Illinois and Indiana Face 50 to 60 mph Wind Gusts and Hail Tuesday Night May 12 From Canton and Springfield Through Chicago, South Bend and Fort Wayne
CHICAGO, Illinois — Storms are forming right now on the backside of widespread rain moving through Illinois and Indiana as of 9:00 PM ET Tuesday, May 12, 2026, with 50 to 60 mph wind gusts and hail being watched with these storms as they track eastward at 45 mph toward Chicago, South Bend and Fort Wayne.
Storm Tracker timing shows arrivals beginning within 30 minutes for communities near Kankakee at 9:22 PM EDT and continuing through the overnight hours as the storm line pushes east-southeast across Illinois and Indiana.

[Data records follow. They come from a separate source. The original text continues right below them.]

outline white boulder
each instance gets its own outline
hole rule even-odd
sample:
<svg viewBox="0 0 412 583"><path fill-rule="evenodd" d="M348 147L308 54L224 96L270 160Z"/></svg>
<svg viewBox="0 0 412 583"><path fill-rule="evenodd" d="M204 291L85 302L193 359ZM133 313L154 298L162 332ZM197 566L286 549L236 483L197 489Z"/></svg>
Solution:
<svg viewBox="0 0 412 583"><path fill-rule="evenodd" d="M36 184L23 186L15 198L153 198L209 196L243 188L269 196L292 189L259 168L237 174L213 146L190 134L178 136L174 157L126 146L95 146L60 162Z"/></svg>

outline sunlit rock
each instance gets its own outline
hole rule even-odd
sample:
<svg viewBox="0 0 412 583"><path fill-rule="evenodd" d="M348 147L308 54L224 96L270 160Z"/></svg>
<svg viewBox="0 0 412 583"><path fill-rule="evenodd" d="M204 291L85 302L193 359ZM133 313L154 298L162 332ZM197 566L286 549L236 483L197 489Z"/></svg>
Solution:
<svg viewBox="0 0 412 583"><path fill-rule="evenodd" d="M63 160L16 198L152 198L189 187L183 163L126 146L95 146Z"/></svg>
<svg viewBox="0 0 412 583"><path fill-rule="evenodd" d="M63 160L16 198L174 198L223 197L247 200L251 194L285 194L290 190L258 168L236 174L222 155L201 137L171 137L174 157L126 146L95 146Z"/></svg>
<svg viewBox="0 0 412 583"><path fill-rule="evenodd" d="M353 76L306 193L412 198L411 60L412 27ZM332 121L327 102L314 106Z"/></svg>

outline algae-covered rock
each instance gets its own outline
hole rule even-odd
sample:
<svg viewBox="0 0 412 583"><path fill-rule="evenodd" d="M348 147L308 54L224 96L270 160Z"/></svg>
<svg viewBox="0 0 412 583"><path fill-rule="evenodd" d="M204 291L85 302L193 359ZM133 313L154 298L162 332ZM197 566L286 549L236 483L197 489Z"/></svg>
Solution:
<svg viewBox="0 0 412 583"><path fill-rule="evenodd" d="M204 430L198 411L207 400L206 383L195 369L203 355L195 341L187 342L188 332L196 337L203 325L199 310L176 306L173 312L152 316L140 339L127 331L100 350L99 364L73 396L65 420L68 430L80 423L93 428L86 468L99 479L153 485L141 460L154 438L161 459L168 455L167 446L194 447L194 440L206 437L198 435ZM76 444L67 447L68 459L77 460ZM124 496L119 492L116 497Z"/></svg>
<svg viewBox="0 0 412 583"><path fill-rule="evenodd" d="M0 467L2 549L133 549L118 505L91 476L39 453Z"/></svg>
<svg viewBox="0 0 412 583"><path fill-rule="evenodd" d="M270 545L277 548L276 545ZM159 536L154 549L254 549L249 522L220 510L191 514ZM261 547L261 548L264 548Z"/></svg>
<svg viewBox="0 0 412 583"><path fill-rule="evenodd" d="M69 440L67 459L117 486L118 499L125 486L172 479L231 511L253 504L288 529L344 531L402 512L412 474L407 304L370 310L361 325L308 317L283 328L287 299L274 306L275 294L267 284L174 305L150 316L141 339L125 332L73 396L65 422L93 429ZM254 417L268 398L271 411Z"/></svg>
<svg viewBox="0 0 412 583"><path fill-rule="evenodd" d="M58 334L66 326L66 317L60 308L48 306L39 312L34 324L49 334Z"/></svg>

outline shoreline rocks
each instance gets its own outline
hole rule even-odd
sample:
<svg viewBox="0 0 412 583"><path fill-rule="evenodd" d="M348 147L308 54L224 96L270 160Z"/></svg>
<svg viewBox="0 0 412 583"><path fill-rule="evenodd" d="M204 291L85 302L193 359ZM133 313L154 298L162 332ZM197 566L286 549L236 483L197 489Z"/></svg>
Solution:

Storm Arrival Times by City
The Storm Tracker tool shows the following arrival timing for communities across Illinois and Indiana tonight:
- Canton, Illinois is tracking storm arrival at 9:03 PM EDT, already within the storm zone as of the 8:52 PM radar observation.
- Bloomington, Illinois is tracking arrival at 9:58 PM EDT with Macom area storms also arriving in the 9:00 PM EDT window.
- Springfield, Illinois and Decatur, Illinois are both tracking storm arrivals at approximately 10:55 PM EDT and 11:14 PM EDT respectively.
- Rantoul, Illinois is tracking arrival at 10:57 PM EDT with Urbana, Illinois close behind at 11:14 PM EDT.
- Kankakee, Illinois is 30 minutes out from storm arrival at 9:22 PM EDT, placing it among the next communities in the immediate path of these storms tonight.
- Valparaiso, Indiana is tracking storm arrival at 9:12 PM EDT with South Bend, Indiana close behind at 9:21 PM EDT.
- Lafayette, Indiana is tracking arrival at 11:33 PM EDT with Danville area storms arriving around the same window.
- Fort Wayne, Indiana is tracking the latest arrival on the map at 11:29 PM EDT, giving residents there more time to prepare before storms arrive late tonight.
- Aurora, Indiana is tracking arrival at 10:50 PM EDT with the full storm line expected to sweep through Indiana between 9:00 PM and 11:30 PM EDT.
What These Storms Could Produce
Forecasters are watching two primary threats with tonight’s storm line across Illinois and Indiana:
- Wind gusts of 50 to 60 mph are possible with these storms as they track east-southeast at 45 mph across Illinois and Indiana tonight. Gusts at this speed are strong enough to snap tree branches, down power lines and cause scattered structural damage across communities from Springfield and Bloomington through Chicago, South Bend and Fort Wayne.
- Hail is also possible with the stronger cells embedded within tonight’s storm line, particularly with the most intense storm cores visible in yellow and orange on the radar moving through central Illinois and into Indiana tonight.
Why These Storms Are Forming Now
These storms are developing on the backside of the main widespread rain shield moving through Illinois and Indiana tonight:
- The backside of a rain shield is a zone where the atmosphere destabilizes as drier and cooler air wraps around the back of a storm system, creating conditions favorable for new convective development and stronger individual storm cells.
- The storms are tracking east-southeast at 45 mph, which is a fast storm speed that limits warning lead times for communities in the path. At 45 mph, a storm can cover the distance from Kankakee to Chicago in under 30 minutes.
What to Do Right Now
Residents across Illinois and Indiana within tonight’s storm track should act immediately based on their city’s arrival timing:
- If your storm arrival time shown above is within 30 minutes, move indoors now and stay away from windows. Do not wait until you hear thunder or see lightning before seeking shelter given the 45 mph storm movement speed.
- Keep weather alert notifications active on your phone through midnight across both Illinois and Indiana as the full storm line will not clear Fort Wayne and eastern Indiana until after 11:30 PM EDT.
- Avoid driving through any areas with active storm warnings tonight across Illinois and Indiana as 50 to 60 mph wind gusts can knock debris onto roadways and create dangerous driving conditions with very little warning.
WaldronNews.com will continue tracking 50 to 60 mph wind gusts and hail across Illinois and Indiana including Springfield, Bloomington, Chicago, South Bend and Fort Wayne and will provide updates as storm arrival times and severe weather reports develop through Tuesday, May 12 night.